For this policy paper, EWI asked top cyber experts in five countries—China, the U.S., Russia, India, and Norway—to present their vision of what is needed to build an effective system of cyber deterrence. It is a first step in the process of building trust on tackling cybersecurity challenges—listening, understanding and probing the views, interests and concerns of key players in the global system. The EastWest Institute is not endorsing any of these proposals or taking a position on them. We strongly believe that it is vital for everyone involved in the cybersecurity debate to understand the differing perceptions, concerns and suggested solutions that are emanating from different parts of the globe. This is also a vital first step in the effort to find common ground for joint actions that are so desperately needed.

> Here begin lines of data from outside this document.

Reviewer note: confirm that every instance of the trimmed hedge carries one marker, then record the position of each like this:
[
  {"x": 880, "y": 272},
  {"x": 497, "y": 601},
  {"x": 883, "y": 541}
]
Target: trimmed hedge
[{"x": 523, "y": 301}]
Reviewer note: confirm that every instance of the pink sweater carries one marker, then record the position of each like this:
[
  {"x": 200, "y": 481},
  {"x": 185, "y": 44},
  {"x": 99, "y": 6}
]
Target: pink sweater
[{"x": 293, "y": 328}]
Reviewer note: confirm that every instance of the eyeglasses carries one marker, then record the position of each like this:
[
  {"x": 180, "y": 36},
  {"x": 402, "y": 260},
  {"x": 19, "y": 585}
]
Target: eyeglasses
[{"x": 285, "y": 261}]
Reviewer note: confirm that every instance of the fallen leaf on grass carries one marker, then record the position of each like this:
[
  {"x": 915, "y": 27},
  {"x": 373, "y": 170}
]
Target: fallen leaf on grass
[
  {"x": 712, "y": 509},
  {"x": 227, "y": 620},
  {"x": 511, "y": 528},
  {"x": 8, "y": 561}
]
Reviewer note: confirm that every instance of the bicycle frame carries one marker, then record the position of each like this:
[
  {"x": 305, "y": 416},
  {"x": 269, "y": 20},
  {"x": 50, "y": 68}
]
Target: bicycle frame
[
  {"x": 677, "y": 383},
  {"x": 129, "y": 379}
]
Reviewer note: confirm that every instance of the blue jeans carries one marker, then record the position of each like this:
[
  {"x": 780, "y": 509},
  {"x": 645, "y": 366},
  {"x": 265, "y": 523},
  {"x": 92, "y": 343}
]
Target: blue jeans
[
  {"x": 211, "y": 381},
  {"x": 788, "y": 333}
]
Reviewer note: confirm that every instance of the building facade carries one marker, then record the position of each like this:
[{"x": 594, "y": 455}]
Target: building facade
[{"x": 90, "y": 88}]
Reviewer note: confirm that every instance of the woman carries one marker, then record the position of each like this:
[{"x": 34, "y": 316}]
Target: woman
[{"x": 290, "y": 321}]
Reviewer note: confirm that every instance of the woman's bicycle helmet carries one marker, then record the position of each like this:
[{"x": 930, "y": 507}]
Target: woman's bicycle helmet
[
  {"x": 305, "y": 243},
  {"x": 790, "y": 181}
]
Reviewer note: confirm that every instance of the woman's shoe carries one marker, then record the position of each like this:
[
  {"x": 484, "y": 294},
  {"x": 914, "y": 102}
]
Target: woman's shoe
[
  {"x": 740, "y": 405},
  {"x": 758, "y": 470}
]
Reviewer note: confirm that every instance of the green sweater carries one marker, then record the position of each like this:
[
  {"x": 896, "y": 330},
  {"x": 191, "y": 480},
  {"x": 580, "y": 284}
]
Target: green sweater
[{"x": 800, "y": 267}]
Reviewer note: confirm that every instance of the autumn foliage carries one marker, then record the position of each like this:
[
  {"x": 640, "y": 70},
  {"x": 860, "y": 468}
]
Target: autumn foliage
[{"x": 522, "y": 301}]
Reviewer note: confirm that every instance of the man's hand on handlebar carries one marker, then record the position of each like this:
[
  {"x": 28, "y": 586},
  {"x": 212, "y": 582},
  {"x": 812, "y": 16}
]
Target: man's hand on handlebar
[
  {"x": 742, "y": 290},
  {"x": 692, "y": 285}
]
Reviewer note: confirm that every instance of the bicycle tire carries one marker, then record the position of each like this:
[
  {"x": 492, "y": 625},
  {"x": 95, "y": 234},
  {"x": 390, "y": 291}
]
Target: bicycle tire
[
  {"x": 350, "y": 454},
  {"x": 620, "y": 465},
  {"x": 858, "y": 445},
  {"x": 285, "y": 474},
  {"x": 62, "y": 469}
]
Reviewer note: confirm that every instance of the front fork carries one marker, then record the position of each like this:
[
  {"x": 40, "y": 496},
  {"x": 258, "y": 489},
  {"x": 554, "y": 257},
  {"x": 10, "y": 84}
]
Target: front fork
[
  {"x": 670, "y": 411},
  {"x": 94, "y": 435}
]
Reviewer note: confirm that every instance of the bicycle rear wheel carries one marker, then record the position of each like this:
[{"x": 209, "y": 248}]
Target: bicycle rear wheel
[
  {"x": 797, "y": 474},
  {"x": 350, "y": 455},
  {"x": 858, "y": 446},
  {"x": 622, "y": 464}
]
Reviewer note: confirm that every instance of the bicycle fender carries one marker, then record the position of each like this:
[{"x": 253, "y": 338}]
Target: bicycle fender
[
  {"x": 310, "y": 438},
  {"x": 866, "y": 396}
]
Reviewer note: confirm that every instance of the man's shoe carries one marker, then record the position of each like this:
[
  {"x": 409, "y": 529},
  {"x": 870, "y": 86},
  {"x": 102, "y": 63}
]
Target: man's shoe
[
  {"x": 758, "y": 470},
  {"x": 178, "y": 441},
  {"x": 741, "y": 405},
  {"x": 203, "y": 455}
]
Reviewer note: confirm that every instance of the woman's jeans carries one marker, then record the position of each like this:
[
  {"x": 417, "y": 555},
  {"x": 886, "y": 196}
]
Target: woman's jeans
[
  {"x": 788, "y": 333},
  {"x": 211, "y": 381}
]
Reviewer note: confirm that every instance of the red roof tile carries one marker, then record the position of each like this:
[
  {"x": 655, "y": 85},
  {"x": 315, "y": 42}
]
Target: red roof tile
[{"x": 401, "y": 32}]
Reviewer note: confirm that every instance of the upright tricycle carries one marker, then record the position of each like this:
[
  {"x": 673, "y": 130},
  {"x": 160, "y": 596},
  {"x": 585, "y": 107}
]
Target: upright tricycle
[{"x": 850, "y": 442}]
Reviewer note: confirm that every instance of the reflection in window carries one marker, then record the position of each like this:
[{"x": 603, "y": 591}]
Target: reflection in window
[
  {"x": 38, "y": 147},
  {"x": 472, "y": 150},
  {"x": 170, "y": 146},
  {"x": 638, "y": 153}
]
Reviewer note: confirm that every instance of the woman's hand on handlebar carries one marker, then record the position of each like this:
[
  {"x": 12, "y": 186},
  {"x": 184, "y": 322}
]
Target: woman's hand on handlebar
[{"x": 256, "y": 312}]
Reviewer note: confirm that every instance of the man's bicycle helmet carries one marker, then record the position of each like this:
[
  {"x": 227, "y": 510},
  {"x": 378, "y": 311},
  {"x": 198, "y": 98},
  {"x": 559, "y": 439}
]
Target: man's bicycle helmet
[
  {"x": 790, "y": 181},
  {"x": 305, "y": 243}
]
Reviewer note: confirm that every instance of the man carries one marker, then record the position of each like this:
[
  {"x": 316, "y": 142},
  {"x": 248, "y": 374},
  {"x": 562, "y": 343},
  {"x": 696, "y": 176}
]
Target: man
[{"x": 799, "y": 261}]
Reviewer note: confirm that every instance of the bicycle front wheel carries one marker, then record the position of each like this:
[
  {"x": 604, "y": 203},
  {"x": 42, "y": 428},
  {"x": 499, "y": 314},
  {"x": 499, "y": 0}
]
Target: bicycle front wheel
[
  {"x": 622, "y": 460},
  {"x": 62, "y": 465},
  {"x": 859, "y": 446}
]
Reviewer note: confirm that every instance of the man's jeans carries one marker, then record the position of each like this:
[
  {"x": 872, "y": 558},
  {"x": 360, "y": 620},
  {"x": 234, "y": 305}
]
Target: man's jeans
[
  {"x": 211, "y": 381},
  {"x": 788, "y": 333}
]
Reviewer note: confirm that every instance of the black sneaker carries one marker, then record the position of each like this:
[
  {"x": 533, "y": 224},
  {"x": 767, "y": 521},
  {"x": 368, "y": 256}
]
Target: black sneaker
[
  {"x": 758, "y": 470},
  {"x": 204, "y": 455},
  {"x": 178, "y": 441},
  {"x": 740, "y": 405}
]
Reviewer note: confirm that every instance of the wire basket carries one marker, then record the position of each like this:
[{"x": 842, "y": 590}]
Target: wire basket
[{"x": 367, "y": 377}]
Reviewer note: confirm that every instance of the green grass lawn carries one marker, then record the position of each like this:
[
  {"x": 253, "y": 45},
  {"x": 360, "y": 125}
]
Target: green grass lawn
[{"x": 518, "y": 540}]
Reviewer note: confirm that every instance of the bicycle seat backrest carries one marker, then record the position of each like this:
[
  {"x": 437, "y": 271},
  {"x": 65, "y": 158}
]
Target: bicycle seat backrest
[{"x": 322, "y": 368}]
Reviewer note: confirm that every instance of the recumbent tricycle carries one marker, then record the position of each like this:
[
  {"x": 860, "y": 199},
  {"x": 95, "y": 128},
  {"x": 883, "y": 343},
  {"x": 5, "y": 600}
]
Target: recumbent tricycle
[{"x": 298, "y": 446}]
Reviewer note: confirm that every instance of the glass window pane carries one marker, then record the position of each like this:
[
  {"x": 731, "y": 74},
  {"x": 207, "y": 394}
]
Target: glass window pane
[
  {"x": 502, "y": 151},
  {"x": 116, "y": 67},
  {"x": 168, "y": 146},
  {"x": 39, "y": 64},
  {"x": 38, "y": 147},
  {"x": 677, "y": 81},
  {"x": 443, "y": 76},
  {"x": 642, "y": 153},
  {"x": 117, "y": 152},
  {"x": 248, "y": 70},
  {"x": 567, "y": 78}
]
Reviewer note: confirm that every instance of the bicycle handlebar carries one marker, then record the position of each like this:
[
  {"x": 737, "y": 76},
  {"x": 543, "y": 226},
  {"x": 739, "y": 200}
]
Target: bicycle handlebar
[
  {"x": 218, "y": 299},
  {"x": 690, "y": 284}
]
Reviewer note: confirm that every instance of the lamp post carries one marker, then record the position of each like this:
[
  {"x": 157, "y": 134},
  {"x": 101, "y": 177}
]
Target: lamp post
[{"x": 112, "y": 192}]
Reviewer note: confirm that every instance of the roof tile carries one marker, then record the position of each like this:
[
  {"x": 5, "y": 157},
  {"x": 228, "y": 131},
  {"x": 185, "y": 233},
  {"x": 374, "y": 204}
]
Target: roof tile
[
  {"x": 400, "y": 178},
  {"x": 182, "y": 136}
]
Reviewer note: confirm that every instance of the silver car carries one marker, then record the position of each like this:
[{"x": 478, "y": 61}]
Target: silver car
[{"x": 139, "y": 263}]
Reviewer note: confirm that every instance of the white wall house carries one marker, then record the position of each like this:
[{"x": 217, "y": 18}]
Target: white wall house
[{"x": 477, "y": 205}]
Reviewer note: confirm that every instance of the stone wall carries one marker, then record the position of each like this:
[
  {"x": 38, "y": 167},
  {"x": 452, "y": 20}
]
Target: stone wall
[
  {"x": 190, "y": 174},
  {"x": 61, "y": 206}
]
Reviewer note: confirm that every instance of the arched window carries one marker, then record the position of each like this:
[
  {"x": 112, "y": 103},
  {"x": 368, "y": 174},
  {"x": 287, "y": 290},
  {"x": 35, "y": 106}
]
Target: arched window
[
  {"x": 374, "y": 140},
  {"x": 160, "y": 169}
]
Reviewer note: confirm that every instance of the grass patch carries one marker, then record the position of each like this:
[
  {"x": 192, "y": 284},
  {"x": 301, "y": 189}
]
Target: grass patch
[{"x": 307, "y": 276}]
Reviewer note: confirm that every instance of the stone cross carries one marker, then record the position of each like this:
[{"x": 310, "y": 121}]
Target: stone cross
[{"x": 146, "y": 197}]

These essays will help stimulate discussions at EWI’s First Worldwide Cybersecurity Summit in Dallas from May 3 to 5, 2010, which will convene hundreds of international business leaders, technical experts, policy elites and national security officials. Building on earlier EWI consultations, most recently at the Worldwide Security Conference in Brussels in February 2010, we will seek to identify common problems and suggest breakthroughs and new agreements in critical sectors. We cannot allow the technological advances to continue outpacing common sense cybersecurity measures. It is time for the world to confront the challenges of our digital age. Comments and alternative views are warmly welcomed by the EWI cybersecurity team.